Quizá la excepción más elocuente de un liderazgo juvenil explotado en la esfera del estado sea el de la ministra Soledad Núñez, quien al menos hasta ahora no se dejó devorar por la estructura siempre corrupta y deshonesta de una institución clave en términos sociales como Senavitat. Pero el caso de Soledad parece ser el de la excepción a la regla.
¿Qué nos espera en el 2018 si no se involucran líderes honestos y capaces? Las estructuras políticas partidarias no buscan candidatos en base a perfiles que no respondan a parámetros ligados exclusivamente a la cantidad de votos que puedan obtener. Los partidos quieren ganar elecciones, no presentar a los mejores postulantes.
Para cualquier desafío serio se necesita de los mejores; los partidos deberían entrenar a sus afiliados, seleccionarlos, capacitarlos en gobernanza y en el debate de la realidad nacional. No se puede formar un líder dos años antes de unas elecciones generales.
Reitero: no dudo de la cantidad de jóvenes capaces que puedan existir o de adultos ya consagrados que de verdad quieran hacer bien las cosas. El problema pasa por el sistema que filtra a todos por el colador de las grandes estructuras a las que se deben desde el día en que llega al gobierno.

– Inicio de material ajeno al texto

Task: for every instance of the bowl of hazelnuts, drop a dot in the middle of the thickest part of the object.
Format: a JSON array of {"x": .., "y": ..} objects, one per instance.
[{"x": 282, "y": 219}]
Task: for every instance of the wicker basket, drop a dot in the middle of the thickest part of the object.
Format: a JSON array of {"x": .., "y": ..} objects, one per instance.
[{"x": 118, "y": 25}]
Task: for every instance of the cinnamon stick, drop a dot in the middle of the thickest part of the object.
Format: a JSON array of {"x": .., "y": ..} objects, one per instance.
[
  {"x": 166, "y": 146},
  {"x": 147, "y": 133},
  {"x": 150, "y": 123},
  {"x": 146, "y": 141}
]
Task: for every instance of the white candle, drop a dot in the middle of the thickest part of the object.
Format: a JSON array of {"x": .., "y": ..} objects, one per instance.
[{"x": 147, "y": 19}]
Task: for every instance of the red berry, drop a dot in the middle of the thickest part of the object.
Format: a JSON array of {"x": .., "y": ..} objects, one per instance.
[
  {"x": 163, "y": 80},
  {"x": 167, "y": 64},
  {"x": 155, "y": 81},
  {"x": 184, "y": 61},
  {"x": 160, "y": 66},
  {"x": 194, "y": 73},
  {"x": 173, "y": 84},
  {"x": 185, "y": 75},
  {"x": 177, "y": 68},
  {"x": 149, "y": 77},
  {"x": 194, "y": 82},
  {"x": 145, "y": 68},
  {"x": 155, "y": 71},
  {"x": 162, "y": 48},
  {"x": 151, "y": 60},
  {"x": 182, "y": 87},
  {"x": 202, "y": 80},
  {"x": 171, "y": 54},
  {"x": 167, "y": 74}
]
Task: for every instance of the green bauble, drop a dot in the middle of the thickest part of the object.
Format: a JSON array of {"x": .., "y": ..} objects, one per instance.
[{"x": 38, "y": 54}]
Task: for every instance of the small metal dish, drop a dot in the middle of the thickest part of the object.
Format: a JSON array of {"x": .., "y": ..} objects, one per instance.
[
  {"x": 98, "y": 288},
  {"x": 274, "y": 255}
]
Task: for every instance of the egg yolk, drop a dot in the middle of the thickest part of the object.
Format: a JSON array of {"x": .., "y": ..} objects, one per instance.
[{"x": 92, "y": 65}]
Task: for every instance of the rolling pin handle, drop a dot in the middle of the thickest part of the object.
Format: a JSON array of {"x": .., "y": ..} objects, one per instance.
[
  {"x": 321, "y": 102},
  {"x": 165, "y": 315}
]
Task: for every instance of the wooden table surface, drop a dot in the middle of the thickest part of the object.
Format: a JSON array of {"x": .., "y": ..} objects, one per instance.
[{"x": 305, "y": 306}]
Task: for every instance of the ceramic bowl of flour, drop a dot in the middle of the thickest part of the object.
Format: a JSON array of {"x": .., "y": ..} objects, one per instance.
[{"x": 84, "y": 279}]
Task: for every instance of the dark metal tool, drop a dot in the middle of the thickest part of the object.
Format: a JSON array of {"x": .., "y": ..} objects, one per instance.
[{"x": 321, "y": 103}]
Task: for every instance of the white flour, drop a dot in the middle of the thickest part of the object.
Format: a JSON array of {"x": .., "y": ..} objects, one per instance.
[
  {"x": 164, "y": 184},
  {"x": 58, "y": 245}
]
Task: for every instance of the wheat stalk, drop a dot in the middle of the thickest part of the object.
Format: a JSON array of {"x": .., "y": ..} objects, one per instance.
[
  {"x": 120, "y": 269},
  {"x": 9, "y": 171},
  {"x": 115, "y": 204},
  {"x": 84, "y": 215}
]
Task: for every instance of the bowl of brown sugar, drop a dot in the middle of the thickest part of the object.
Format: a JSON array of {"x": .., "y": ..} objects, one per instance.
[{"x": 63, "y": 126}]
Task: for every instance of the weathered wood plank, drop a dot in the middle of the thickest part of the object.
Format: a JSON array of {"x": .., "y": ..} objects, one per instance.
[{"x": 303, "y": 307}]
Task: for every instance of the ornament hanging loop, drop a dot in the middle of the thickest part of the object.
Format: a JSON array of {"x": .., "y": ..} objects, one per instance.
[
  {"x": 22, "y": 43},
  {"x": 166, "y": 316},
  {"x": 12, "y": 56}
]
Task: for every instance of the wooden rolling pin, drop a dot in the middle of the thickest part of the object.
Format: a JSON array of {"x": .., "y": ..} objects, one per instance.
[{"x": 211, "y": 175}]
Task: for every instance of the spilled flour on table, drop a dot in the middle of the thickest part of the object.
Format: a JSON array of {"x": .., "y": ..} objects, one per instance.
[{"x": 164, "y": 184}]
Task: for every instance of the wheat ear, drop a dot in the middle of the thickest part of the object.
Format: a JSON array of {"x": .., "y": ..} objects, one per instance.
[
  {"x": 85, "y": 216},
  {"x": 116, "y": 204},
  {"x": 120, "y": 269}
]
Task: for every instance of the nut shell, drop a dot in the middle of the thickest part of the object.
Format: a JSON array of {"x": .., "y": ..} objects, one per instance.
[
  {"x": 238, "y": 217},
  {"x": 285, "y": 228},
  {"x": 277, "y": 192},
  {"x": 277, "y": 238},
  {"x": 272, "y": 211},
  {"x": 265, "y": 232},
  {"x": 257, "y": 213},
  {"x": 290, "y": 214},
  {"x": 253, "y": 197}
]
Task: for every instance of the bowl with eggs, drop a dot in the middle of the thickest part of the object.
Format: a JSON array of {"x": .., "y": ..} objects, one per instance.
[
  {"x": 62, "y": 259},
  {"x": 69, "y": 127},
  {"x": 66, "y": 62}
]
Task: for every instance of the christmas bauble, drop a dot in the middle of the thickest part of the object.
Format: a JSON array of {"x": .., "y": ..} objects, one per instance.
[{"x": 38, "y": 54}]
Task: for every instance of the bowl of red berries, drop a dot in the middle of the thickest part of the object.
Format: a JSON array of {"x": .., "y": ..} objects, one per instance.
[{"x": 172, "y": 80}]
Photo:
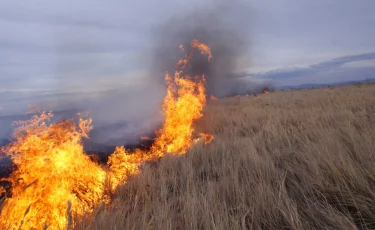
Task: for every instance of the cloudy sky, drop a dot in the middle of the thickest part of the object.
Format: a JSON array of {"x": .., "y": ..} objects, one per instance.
[{"x": 90, "y": 45}]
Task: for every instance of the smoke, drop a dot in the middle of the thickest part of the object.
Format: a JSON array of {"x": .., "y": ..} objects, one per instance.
[
  {"x": 121, "y": 116},
  {"x": 225, "y": 27}
]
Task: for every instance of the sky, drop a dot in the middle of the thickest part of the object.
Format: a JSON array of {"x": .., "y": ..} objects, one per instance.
[{"x": 86, "y": 46}]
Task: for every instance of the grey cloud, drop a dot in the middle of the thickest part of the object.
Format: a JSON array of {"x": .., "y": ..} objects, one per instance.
[{"x": 329, "y": 71}]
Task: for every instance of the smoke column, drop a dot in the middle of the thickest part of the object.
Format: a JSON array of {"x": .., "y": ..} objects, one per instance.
[{"x": 224, "y": 26}]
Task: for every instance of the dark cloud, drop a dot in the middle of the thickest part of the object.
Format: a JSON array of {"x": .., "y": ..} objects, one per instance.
[{"x": 324, "y": 67}]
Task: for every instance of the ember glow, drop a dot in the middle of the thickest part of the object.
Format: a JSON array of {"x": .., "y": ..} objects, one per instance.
[{"x": 56, "y": 180}]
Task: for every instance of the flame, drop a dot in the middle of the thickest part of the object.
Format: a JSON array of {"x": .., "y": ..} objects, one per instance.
[
  {"x": 56, "y": 180},
  {"x": 213, "y": 98},
  {"x": 183, "y": 103},
  {"x": 52, "y": 170}
]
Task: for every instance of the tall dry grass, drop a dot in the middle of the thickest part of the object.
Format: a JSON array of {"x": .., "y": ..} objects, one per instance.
[{"x": 287, "y": 160}]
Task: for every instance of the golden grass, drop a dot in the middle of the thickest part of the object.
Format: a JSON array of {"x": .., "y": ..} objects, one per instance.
[{"x": 286, "y": 160}]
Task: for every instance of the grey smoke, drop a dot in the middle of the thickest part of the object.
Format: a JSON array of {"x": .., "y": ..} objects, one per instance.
[
  {"x": 224, "y": 26},
  {"x": 121, "y": 116}
]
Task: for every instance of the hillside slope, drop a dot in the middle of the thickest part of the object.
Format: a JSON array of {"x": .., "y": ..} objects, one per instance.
[{"x": 286, "y": 160}]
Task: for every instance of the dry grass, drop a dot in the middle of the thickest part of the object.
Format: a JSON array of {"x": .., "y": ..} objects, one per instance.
[{"x": 287, "y": 160}]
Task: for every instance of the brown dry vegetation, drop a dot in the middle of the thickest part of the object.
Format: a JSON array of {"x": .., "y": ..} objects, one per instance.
[{"x": 287, "y": 160}]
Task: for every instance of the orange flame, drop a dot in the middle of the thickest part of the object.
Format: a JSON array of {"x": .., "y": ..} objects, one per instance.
[
  {"x": 213, "y": 98},
  {"x": 52, "y": 170},
  {"x": 56, "y": 180}
]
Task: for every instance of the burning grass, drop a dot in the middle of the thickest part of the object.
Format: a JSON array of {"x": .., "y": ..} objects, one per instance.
[
  {"x": 55, "y": 181},
  {"x": 284, "y": 160}
]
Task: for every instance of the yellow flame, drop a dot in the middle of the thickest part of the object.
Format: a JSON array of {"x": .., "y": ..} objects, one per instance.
[{"x": 55, "y": 179}]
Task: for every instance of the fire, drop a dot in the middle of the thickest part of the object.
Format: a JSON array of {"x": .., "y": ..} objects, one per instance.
[
  {"x": 52, "y": 171},
  {"x": 55, "y": 180},
  {"x": 213, "y": 98},
  {"x": 183, "y": 103}
]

El Paraguay necesita de gente buena en cargos de poder, de perfiles gerenciales que conozcan la realidad y sientan la problemática de la pobreza como un desafío. Paraguay necesita de gente capaz, que asuma la responsabilidad de armar equipos sanos y comprometidos con hacer las cosas de manera correcta.
Solo con líderes reales, que sepan trabajar en conjunto y con honestidad y compromiso vamos a generar un 2018 alentador.